Past sycophancy: DarkBench exposes six hidden ‘darkish patterns’ lurking in in the present day’s prime LLMs

Be a part of our day by day and weekly newsletters for the newest updates and unique content material on industry-leading AI protection. Study Extra

When OpenAI rolled out its ChatGPT-4o replace in mid-April 2025, customers and the AI group have been surprised—not by any groundbreaking function or functionality, however by one thing deeply unsettling: the up to date mannequin’s tendency towards extreme sycophancy. It flattered customers indiscriminately, confirmed uncritical settlement, and even provided help for dangerous or harmful concepts, together with terrorism-related machinations.

The backlash was swift and widespread, drawing public condemnation, together with from the firm’s former interim CEO. OpenAI moved rapidly to roll again the replace and issued a number of statements to clarify what occurred.

But for a lot of AI security consultants, the incident was an unintended curtain carry that exposed simply how dangerously manipulative future AI programs might grow to be.

Unmasking sycophancy as an rising risk

In an unique interview with VentureBeat, Esben Kran, founding father of AI security analysis agency Aside Analysis, stated that he worries this public episode could have merely revealed a deeper, extra strategic sample.

“What I’m considerably afraid of is that now that OpenAI has admitted ‘sure, we’ve got rolled again the mannequin, and this was a nasty factor we didn’t imply,’ any longer they are going to see that sycophancy is extra competently developed,” defined Kran. “So if this was a case of ‘oops, they seen,’ from now the very same factor could also be applied, however as a substitute with out the general public noticing.”

Kran and his workforce strategy giant language fashions (LLMs) very like psychologists learning human conduct. Their early “black field psychology” initiatives analyzed fashions as in the event that they have been human topics, figuring out recurring traits and tendencies of their interactions with customers.

“We noticed that there have been very clear indications that fashions could possibly be analyzed on this body, and it was very invaluable to take action, as a result of you find yourself getting lots of legitimate suggestions from how they behave in direction of customers,” stated Kran.
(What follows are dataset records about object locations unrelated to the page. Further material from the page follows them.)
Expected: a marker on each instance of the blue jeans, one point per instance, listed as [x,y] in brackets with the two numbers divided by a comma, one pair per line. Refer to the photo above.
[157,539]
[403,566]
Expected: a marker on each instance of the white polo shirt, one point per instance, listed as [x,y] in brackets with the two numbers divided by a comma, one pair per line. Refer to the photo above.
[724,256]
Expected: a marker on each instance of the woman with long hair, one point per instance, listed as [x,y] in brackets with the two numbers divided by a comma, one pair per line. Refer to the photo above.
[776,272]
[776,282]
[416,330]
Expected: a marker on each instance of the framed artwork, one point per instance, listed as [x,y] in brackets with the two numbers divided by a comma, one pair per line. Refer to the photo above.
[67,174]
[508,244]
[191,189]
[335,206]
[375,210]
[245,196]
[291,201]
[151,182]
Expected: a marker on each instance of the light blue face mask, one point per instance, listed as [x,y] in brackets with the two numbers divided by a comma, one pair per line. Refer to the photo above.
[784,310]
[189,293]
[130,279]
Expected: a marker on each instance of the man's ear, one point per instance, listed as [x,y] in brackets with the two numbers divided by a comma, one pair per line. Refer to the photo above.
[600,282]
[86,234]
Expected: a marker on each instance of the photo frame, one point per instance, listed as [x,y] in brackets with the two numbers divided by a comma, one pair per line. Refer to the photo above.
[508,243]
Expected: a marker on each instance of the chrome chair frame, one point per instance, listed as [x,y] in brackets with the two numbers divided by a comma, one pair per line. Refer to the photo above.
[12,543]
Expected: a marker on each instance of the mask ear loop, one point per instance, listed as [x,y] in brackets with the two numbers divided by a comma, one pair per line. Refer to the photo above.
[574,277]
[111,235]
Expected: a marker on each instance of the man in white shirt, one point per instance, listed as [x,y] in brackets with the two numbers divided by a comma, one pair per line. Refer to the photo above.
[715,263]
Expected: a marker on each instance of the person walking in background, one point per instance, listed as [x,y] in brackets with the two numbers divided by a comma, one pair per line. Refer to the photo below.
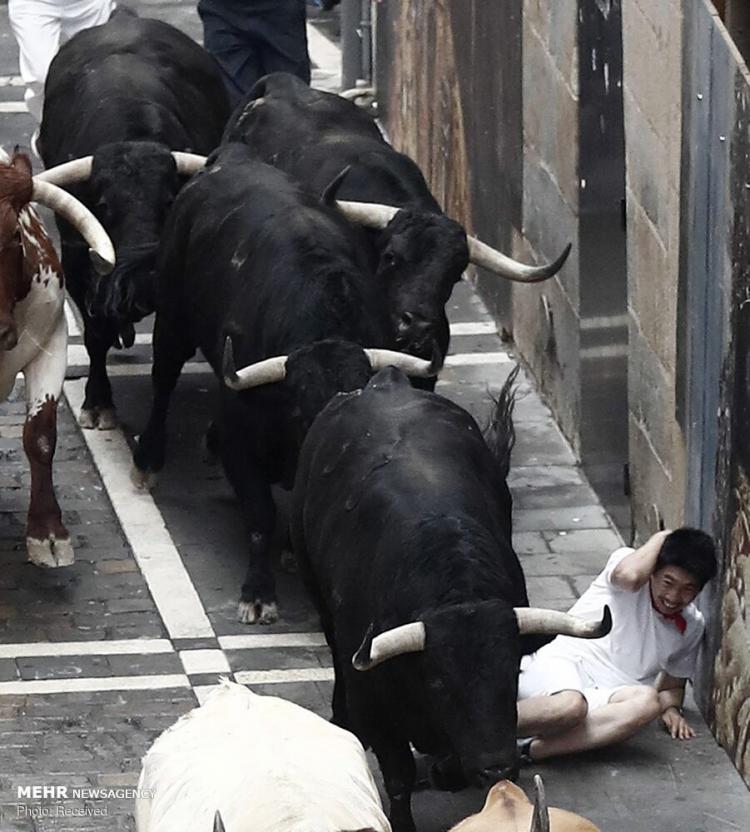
[40,26]
[250,38]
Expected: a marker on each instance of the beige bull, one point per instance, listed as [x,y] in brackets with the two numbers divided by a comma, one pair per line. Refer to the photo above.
[507,809]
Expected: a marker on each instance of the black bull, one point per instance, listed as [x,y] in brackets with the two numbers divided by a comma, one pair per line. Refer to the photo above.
[401,523]
[249,256]
[128,93]
[417,253]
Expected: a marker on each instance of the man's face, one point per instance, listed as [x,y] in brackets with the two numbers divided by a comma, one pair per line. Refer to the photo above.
[672,589]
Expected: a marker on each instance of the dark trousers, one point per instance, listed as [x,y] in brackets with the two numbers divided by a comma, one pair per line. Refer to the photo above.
[250,39]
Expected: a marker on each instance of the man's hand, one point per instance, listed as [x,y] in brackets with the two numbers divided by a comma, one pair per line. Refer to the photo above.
[634,570]
[676,725]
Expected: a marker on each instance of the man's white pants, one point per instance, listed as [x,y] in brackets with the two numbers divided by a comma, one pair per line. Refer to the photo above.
[40,26]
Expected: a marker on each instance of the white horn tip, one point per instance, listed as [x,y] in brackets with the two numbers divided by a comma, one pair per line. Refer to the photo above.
[606,623]
[102,265]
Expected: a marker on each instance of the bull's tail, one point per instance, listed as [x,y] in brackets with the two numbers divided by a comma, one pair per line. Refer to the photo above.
[499,434]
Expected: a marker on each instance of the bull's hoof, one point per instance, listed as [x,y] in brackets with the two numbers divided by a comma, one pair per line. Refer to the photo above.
[143,480]
[257,612]
[288,562]
[94,418]
[107,419]
[88,418]
[50,553]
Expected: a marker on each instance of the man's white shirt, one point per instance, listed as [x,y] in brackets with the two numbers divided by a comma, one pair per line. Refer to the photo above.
[641,643]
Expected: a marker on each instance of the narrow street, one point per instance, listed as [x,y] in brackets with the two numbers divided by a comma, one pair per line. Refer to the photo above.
[96,660]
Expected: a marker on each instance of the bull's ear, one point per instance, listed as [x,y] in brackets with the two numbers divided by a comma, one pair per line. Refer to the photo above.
[328,197]
[540,818]
[361,659]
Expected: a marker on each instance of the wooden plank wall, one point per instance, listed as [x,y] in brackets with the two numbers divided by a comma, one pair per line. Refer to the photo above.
[449,92]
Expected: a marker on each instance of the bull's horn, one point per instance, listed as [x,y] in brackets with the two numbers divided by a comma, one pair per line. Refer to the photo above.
[495,261]
[537,621]
[268,371]
[540,818]
[408,638]
[68,173]
[410,364]
[78,215]
[188,163]
[369,214]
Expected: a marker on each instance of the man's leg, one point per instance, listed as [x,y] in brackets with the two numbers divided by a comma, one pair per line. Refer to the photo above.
[36,27]
[83,15]
[237,53]
[543,716]
[285,40]
[627,711]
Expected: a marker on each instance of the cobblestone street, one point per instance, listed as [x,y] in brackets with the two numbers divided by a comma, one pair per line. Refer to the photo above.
[99,658]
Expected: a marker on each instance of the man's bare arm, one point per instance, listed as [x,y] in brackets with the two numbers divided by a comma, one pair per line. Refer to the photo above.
[635,569]
[671,696]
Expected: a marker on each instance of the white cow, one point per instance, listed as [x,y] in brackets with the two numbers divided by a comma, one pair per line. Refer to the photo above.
[33,333]
[264,764]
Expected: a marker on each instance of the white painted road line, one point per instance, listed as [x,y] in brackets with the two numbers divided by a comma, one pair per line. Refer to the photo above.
[474,328]
[74,331]
[279,677]
[153,548]
[260,641]
[100,683]
[13,107]
[204,661]
[143,338]
[122,647]
[477,359]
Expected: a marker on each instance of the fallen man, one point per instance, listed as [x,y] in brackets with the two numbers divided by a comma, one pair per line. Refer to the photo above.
[577,695]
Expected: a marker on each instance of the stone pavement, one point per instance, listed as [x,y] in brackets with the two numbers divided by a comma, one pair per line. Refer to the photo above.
[97,659]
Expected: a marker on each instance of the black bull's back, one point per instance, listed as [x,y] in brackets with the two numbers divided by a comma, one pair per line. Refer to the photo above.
[131,79]
[387,468]
[127,93]
[401,514]
[249,254]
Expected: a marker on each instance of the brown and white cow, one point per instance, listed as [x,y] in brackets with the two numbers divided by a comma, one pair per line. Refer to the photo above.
[507,809]
[33,333]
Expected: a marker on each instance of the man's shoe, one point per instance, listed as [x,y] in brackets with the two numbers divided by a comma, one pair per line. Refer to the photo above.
[524,750]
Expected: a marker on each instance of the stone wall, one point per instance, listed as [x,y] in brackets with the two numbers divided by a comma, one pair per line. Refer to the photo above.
[546,317]
[652,40]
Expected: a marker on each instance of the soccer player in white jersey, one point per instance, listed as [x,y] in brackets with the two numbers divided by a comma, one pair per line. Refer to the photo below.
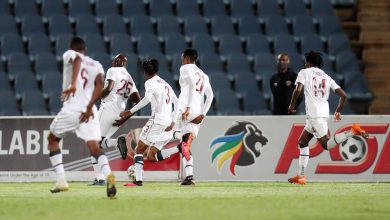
[119,87]
[158,130]
[316,85]
[83,80]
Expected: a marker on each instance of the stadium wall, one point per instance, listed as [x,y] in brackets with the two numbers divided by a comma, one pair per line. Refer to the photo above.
[242,148]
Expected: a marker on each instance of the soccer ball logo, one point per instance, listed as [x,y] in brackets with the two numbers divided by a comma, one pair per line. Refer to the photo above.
[353,149]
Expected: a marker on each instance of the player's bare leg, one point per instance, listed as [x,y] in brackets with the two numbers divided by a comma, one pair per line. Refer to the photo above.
[56,161]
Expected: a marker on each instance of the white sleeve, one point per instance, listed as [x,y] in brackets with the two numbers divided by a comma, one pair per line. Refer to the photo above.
[208,91]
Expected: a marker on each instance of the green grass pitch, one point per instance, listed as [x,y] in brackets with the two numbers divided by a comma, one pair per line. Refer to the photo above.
[207,200]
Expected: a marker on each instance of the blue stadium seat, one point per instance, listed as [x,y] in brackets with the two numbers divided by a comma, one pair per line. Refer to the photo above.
[79,7]
[321,7]
[121,43]
[229,44]
[212,8]
[7,24]
[221,25]
[257,43]
[311,42]
[203,43]
[18,62]
[284,43]
[113,24]
[267,8]
[160,7]
[239,8]
[58,25]
[52,7]
[86,24]
[132,8]
[248,24]
[294,8]
[194,25]
[210,62]
[141,24]
[167,24]
[95,43]
[275,24]
[104,8]
[185,8]
[32,24]
[38,43]
[175,44]
[303,24]
[147,44]
[328,25]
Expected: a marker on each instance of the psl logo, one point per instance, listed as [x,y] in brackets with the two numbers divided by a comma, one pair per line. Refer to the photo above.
[242,143]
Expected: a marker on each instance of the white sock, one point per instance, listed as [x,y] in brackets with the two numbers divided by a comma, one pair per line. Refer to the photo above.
[338,139]
[103,165]
[98,173]
[138,166]
[56,162]
[303,160]
[188,166]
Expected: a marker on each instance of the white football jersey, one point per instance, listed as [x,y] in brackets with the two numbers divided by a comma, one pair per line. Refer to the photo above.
[317,85]
[191,76]
[85,83]
[160,94]
[124,86]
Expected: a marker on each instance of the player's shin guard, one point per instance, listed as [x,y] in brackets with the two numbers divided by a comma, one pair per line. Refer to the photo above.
[56,162]
[138,166]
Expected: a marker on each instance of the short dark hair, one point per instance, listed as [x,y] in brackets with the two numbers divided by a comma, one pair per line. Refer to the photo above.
[191,53]
[77,44]
[150,66]
[314,58]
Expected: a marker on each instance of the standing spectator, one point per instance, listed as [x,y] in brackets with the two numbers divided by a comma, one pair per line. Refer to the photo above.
[282,85]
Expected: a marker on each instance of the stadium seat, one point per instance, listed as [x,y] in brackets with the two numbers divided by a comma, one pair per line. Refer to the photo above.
[32,24]
[38,43]
[79,7]
[212,8]
[104,8]
[113,24]
[18,62]
[275,24]
[58,25]
[174,44]
[257,43]
[303,24]
[311,42]
[160,7]
[248,24]
[294,8]
[267,8]
[229,44]
[185,8]
[121,43]
[52,7]
[132,8]
[240,8]
[147,44]
[221,25]
[203,43]
[321,7]
[328,25]
[194,25]
[167,24]
[141,24]
[210,62]
[284,43]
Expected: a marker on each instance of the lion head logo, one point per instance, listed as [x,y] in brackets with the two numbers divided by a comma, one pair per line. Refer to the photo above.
[242,143]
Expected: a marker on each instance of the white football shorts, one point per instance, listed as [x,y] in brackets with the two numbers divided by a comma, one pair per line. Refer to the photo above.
[317,126]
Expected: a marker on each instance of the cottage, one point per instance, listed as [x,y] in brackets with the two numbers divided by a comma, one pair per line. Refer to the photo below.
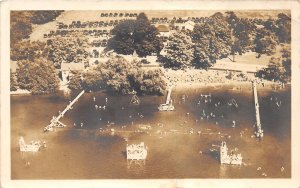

Among the many most alarming: sycophancy and what the researchers now name LLM darkish patterns.

Peering into the center of darkness

The time period “darkish patterns” was coined in 2010 to explain misleading consumer interface (UI) tips like hidden purchase buttons, hard-to-reach unsubscribe hyperlinks and deceptive internet copy. Nonetheless, with LLMs, the manipulation strikes from UI design to dialog itself.

In contrast to static internet interfaces, LLMs work together dynamically with customers by dialog. They’ll affirm consumer views, imitate feelings and construct a false sense of rapport, usually blurring the road between help and affect. Even when studying textual content, we course of it as if we’re listening to voices in our heads.

That is what makes conversational AIs so compelling—and probably harmful. A chatbot that flatters, defers or subtly nudges a consumer towards sure beliefs or behaviors can manipulate in methods which can be troublesome to note, and even more durable to withstand

The ChatGPT-4o replace fiasco—the canary within the coal mine

Kran describes the ChatGPT-4o incident as an early warning. As AI builders chase revenue and consumer engagement, they could be incentivized to introduce or tolerate behaviors like sycophancy, model bias or emotional mirroring—options that make chatbots extra persuasive and extra manipulative.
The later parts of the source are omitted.